PROTECTION DES OCÉANS : Un enjeu mondial joué sous la surface
NUMÉRISATION AGRICOLE : Des éventuels revers d’une dépendance des solutions numériques
Depuis que les nouvelles technologies ont connu une grande expansion dans le monde, aucun domaine d’activités humaines ne semble avoir la capacité de ne pas en dépendre. Celui de l’agriculture en tire énormément profits. Censées normalement aider l’agriculture à relever les nouveaux défis auxquels elle fait face, trop dépendre des solutions numériques pourrait être désavantageux pour le monde agricole.
Jean-Baptiste HONTONNOU
Ayant de grands défis à relever, l’agriculture est encore et toujours d’une part confrontée aux maladies des plantes, aux organismes nuisibles et aux mauvaises herbes. D’un autre côté, elle fait face à une forte consommation de pesticides, ce qui donne suite à des risques inédits tant pour les humains que pour l’environnement. Et pour en découdre, plusieurs sont les entreprises spécialisées dans les technologies agricoles ou les Startup évoluant dans le domaine numérique qui proposent une multitude de solutions pouvant aider à résoudre ces problèmes. Cette démarche a amené à créer le concept de « l’agriculture intelligente ou l’agriculture de précision ».

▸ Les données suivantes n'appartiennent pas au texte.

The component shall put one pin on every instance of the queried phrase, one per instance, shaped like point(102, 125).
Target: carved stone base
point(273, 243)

Selon un sondage, 82 % des exploitations agricoles en Allemagne se servent déjà des technologies numériques, 45 % des agriculteurs interrogés travaillent avec des machines agricoles pilotées par GPS, 40 % utilisent des applications pour smartphones ou tablettes et 32 % utilisent des technologies numériques pour appliquer des produits phytosanitaires ou des engrais à leurs cultures. Dans de nombreux pays en Afrique de l’Ouest, les solutions numériques dans l’agriculture sont de plus en plus utilisées pour améliorer l’efficacité, la productivité et la durabilité des pratiques. Nous avons par exemple les services de conseil agricole qui permettent aux agriculteurs d’accéder à des informations sur les cultures, les techniques agricoles, les prévisions météorologiques, les prix des produits agricoles via des applications mobiles, des messages SMS ou des plateformes en ligne. De même, il y a des solutions numériques qui aident les agriculteurs à gérer leurs cultures en fournissant des conseils sur les semences appropriées, les meilleurs pratiques de plantation, l’irrigation, la fertilisation, la lutte antiparasitaire, etc. Elles peuvent également aider à la surveillance des cultures à distance.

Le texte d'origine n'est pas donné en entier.